Another area of investigation includes optimal dosing and timing of bevacizumab or other anti-angiogenic therapies. Retrospective data suggest that the treatment of patients with high-grade glioma with low doses of bevacizumab (5 mg/kg per week or 7.5 mg/kg every 3−4 weeks) may be superior to standard dosing, potentially due to vascular normalization at lower doses [140, 141]. A recent randomized phase 2 trial comparing low dose bevacizumab plus lomustine to standard dose bevacizumab monotherapy in recurrent GBM showed no difference in the primary endpoint of PFS (4.34 months for the combination arm versus 4.11 months for bevacizumab monotherapy, p = 0.19) [142]. However, there was a trend toward improved median PFS in patients with first recurrence. Due to the potential of rebound cerebral edema after discontinuation of bevacizumab, salvage therapy has been difficult, leading many patients and oncologists to delay bevacizumab as long as possible. However, it is unclear to what extent this delay is warranted as additional retrospective data in systemic malignancies indicate that there may be benefit to continuing anti-angiogenic therapy past progression [143146].

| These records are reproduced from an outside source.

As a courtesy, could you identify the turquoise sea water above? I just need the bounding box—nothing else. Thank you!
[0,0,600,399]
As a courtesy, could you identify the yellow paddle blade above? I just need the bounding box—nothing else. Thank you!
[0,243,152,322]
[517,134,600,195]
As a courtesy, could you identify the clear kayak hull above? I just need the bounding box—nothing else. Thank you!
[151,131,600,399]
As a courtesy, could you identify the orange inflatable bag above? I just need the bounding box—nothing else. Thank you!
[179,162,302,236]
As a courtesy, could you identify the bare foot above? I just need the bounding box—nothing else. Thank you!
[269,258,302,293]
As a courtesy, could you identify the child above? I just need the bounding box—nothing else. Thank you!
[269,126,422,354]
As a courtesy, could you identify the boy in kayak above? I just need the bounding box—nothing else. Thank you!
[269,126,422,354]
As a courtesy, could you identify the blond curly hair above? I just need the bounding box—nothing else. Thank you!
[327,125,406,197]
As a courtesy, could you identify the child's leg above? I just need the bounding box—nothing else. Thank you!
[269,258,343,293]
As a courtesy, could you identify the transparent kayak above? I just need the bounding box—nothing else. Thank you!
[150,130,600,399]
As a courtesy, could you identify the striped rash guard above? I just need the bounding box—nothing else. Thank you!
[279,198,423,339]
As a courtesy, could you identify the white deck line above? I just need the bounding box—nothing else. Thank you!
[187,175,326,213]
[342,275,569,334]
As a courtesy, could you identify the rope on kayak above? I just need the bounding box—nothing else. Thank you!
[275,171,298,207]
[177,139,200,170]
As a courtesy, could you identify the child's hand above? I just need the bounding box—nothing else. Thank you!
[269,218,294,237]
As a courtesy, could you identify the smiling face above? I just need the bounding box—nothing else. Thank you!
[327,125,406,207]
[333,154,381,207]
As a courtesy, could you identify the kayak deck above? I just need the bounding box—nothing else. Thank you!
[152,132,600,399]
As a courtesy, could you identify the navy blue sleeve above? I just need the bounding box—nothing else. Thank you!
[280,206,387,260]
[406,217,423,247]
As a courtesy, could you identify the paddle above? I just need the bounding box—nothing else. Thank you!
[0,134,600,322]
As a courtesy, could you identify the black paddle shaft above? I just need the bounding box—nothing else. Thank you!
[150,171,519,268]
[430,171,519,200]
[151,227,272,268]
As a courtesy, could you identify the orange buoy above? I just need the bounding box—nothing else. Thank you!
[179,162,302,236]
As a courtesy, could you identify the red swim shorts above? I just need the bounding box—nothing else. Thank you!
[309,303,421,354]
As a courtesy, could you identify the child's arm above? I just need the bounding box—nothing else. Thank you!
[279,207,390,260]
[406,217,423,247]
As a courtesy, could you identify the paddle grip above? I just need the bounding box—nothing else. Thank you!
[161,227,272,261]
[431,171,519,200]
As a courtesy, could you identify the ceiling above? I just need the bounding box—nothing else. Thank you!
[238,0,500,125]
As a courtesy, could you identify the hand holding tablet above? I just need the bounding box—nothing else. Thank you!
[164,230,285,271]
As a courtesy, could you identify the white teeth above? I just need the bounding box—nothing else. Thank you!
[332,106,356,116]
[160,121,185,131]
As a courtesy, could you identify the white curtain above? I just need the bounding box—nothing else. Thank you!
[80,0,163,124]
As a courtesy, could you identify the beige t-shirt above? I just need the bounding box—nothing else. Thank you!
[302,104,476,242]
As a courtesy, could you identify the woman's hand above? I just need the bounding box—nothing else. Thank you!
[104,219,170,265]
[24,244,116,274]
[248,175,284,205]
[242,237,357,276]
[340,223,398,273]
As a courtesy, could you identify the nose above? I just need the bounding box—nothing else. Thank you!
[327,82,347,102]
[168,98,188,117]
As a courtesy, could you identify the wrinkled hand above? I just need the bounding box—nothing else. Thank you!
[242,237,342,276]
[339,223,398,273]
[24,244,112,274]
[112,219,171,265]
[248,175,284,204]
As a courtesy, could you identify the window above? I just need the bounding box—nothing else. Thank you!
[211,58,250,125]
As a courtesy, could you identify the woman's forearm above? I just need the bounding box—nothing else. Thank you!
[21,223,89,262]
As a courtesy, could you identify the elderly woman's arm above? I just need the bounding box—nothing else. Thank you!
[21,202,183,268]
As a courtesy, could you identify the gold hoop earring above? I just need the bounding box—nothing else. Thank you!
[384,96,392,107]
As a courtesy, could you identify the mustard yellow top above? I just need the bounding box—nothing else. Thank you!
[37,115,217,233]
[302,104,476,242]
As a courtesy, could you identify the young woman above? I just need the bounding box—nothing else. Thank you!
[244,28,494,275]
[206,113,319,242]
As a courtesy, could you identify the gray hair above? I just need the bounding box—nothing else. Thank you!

While optimizing bevacizumab administration is important, the multiple, complex pathways that promote angiogenesis also support the use of combination strategies. Improved orthotopic animal models from patient-derived tumors will play an important role in the evaluation of new therapies, treatment combinations, and resistance mechanisms, although these models will have limited utility in the evaluation of immunotherapies. It is notable that the only randomized clinical trial that appeared to confer some improvement in survival was in patients with recurrent glioblastoma treated with bevacizumab and chemotherapy. Thus, targeting several pathways or combining anti-angiogenic agents with other classes of drugs such as immunotherapy may prevent the development of treatment resistance and maximize survival benefit.